Research studies Georgian women's wartime experiences through letters

Letters studied in the work detail women's experiences at the home front and roles and responsibilities taken up by them in the wartime reality. Photo: National Archives of Georgia/via the research.

Agenda.ge, 14 Jan 2021 - 17:19, Tbilisi,Georgia

Roles and experiences of Georgian women during World War II, with an eye on the subject of their emancipation and social status during the Soviet era, is the topic of a new research published by the Heinrich Böll Foundation Tbilisi Office.

The South Caucasus office of the foundation released the study of the historical subject, authored by gender researcher Nino Tskipurishvili, on Thursday, revealing the work dealing with domestic labour of women left on the home front, frontline medical service provided by them, subject of sexuality as revealed by war correspondence, and more.

The study is entitled Housewives on the Home Front, indicating a contrast between the Soviet presentation of emancipated women with the wartime reality of their life under traditional gender roles and gender-defined views of women by men serving on the frontline.

The state not only failed to support [the women], but in the face of deteriorating healthcare in the wake of the war, it also imposed restrictions on abortions, and increased working hours and taxes for women and girls" - researcher Nino Tskipurishvili

Tskipurishvili also explores subjects of the Soviet authorities' views and policies towards women, from provision of state assistance to families of servicemembers to threat of punishment for avoidance of increased work hours.
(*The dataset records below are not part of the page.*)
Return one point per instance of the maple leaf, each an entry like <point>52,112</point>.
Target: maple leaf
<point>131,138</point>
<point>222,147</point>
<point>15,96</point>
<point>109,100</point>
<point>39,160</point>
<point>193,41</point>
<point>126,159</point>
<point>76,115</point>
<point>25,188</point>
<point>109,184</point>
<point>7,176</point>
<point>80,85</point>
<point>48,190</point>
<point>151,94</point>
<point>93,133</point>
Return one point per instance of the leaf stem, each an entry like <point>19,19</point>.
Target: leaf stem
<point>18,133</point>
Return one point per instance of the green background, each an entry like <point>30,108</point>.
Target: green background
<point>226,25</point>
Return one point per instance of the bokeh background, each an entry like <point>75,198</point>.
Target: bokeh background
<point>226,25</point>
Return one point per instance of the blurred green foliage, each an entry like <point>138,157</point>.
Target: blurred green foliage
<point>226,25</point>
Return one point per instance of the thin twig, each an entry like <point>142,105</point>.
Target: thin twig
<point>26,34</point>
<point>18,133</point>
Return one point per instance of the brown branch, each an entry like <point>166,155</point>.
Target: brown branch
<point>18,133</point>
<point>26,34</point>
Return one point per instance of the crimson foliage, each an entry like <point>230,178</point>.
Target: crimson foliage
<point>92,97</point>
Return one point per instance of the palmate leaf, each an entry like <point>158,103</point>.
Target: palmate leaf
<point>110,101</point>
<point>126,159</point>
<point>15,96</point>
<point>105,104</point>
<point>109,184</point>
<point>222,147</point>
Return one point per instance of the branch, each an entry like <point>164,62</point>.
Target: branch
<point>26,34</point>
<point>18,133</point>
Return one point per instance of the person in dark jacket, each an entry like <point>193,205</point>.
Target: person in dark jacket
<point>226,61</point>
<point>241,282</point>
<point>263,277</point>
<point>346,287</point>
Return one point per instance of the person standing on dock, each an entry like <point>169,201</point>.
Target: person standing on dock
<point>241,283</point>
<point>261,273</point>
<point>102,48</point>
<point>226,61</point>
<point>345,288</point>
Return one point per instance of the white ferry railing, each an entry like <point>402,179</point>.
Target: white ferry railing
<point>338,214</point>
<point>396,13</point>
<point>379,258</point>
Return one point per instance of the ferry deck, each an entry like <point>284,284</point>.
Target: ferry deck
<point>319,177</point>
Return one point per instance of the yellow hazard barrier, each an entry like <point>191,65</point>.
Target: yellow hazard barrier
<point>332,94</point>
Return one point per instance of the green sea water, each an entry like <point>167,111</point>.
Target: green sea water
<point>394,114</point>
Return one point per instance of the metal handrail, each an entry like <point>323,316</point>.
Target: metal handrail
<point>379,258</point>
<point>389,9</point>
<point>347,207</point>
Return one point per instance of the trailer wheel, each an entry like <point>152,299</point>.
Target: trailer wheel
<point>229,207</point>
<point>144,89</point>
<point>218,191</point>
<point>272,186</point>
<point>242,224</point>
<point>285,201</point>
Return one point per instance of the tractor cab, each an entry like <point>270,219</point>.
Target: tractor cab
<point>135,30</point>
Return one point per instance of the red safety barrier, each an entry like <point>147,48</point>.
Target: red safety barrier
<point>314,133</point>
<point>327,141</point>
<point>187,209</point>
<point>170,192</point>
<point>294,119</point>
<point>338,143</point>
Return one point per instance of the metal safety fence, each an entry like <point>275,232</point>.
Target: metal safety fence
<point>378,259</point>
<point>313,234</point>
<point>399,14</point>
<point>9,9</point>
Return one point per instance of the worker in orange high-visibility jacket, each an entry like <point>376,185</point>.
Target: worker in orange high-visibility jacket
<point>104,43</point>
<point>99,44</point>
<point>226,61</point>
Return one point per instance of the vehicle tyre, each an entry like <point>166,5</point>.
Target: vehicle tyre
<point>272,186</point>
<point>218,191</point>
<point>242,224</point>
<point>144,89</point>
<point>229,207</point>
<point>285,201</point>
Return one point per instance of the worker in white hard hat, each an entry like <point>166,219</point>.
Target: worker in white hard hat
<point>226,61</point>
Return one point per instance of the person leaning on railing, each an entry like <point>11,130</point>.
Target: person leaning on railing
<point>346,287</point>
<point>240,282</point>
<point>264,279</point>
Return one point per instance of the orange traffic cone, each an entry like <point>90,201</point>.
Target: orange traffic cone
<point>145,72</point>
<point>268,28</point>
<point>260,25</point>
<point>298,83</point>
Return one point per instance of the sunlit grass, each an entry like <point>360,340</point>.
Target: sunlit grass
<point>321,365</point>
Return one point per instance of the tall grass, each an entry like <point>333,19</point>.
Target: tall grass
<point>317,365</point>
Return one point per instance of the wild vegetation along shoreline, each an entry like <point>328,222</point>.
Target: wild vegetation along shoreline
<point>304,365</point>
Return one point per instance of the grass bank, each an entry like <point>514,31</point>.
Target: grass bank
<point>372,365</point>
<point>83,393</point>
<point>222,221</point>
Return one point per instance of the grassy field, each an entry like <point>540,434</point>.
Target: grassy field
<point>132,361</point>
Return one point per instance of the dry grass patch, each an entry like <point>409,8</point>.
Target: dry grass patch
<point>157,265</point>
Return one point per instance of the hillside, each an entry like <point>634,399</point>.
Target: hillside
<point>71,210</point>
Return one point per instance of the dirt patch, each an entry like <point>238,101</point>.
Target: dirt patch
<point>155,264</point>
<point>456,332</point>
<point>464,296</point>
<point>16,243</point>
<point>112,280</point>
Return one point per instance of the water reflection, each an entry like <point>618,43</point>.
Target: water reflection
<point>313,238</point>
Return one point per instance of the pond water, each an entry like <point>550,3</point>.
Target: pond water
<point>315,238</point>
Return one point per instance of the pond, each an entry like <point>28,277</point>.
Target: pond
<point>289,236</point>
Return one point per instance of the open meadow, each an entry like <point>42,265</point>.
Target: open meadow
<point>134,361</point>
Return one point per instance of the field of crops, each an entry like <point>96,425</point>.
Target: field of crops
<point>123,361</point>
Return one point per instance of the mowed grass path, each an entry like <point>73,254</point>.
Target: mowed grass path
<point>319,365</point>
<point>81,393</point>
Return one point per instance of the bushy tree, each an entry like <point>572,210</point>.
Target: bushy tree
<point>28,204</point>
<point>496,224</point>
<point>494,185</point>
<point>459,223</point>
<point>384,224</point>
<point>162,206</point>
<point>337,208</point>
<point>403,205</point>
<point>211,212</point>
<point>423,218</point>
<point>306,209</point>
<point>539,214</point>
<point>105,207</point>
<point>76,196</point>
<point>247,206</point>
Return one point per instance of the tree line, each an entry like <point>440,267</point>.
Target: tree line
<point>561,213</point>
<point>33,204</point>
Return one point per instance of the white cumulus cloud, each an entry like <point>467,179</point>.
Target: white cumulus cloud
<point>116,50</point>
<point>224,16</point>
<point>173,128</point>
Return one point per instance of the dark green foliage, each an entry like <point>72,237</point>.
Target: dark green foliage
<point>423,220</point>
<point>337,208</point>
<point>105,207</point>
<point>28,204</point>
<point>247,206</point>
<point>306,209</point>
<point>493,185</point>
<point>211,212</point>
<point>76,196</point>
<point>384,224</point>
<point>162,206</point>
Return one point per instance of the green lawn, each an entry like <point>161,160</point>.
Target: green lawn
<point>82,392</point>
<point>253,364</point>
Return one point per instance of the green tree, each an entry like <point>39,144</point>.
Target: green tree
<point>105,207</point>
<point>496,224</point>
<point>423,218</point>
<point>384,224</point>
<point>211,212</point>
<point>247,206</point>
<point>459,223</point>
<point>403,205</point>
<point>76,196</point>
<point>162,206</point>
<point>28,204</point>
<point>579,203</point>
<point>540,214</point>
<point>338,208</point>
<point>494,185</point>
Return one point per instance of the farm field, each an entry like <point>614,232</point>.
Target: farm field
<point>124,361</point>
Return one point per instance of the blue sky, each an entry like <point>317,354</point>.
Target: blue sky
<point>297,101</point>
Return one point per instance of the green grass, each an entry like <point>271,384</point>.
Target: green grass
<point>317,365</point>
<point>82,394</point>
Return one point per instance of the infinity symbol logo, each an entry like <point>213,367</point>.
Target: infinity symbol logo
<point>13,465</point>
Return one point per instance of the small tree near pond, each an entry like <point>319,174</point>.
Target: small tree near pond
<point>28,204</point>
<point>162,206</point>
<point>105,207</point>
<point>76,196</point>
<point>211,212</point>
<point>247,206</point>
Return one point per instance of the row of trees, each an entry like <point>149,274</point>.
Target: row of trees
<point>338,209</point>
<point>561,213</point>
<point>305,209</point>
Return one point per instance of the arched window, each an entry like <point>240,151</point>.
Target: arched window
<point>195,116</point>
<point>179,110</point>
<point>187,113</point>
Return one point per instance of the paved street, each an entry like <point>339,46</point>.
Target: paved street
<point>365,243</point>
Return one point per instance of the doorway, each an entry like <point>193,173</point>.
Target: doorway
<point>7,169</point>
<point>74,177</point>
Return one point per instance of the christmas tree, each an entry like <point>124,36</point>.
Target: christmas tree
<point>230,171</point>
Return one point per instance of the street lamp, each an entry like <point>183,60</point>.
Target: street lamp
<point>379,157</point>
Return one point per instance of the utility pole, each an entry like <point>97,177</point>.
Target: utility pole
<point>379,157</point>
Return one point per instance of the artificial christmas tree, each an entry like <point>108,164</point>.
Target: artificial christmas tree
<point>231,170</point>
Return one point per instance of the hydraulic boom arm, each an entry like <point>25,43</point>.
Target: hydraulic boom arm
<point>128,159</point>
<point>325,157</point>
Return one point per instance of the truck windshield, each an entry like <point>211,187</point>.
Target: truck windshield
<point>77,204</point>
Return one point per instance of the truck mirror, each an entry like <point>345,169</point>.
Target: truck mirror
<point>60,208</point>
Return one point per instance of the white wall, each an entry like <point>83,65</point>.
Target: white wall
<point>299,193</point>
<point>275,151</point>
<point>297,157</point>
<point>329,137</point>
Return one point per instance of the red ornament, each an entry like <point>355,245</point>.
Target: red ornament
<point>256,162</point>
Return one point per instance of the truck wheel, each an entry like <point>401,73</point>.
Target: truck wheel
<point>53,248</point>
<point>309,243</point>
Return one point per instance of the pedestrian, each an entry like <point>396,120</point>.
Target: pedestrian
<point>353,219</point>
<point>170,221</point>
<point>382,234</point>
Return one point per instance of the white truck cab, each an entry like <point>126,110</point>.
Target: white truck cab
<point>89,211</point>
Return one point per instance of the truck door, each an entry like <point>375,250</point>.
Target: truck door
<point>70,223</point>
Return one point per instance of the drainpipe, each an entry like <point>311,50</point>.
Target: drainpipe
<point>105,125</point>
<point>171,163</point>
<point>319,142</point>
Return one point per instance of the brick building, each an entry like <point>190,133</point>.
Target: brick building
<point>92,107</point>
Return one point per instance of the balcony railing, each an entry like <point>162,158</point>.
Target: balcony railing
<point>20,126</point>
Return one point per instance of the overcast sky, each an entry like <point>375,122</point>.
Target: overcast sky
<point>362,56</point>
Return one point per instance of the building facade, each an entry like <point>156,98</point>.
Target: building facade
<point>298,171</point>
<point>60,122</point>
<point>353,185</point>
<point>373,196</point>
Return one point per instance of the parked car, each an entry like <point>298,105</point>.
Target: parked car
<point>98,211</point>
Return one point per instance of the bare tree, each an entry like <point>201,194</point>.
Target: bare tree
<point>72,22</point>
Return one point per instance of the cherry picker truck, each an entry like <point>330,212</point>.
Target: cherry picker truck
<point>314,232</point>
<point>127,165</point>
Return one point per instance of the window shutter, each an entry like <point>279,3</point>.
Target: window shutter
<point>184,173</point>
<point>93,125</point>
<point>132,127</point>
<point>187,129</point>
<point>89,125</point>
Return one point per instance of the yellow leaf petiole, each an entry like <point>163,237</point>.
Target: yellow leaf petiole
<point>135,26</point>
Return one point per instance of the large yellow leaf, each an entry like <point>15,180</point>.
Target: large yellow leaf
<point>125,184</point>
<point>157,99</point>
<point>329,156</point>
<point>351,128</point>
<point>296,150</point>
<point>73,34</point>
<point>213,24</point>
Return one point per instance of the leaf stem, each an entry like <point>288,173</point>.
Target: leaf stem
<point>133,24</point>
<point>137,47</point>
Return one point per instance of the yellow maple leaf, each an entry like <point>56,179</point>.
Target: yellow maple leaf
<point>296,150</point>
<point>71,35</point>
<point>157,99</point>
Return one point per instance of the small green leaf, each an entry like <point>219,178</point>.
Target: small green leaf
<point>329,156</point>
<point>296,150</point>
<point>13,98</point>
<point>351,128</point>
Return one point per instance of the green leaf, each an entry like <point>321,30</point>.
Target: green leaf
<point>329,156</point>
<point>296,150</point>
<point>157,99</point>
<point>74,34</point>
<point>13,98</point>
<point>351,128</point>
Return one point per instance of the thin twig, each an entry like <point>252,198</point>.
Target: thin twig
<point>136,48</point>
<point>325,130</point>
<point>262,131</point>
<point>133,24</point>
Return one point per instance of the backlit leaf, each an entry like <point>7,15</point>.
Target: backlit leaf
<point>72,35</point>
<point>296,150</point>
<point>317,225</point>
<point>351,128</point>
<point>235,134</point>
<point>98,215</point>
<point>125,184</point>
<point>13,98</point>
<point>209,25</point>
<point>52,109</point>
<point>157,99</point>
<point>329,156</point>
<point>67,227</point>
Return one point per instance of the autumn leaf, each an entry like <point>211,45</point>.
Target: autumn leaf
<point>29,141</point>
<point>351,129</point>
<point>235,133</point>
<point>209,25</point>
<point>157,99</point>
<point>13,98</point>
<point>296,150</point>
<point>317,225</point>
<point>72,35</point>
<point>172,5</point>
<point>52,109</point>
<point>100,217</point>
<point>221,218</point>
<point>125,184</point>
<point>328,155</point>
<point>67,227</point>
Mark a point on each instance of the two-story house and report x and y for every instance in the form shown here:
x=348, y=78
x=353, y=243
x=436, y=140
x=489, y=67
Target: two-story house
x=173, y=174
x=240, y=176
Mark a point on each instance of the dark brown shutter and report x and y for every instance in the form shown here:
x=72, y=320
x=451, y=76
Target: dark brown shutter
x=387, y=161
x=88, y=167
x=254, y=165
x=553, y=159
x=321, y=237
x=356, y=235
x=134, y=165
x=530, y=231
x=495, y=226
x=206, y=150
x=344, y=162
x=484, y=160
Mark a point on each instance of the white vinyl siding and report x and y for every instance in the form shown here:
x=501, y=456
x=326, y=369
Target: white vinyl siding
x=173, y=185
Completed in 2020, the research was prepared under the Heinrich Böll Foundation's small grant project World War II and Women. Its author Nino Tskipurishvili is a researcher dealing with subjects including women’s rights in the early Soviet Georgia and coverage of gender-related issues in media.

Tskipurishvili has published works including Coverage of the Celebration of March 8th in the Georgian Women’s Magazines During 1920-1939 and Not to be Forgotten: Babilina Khositashvili (as co-author) about the 20th century Georgian poet, feminist and labour rights activist.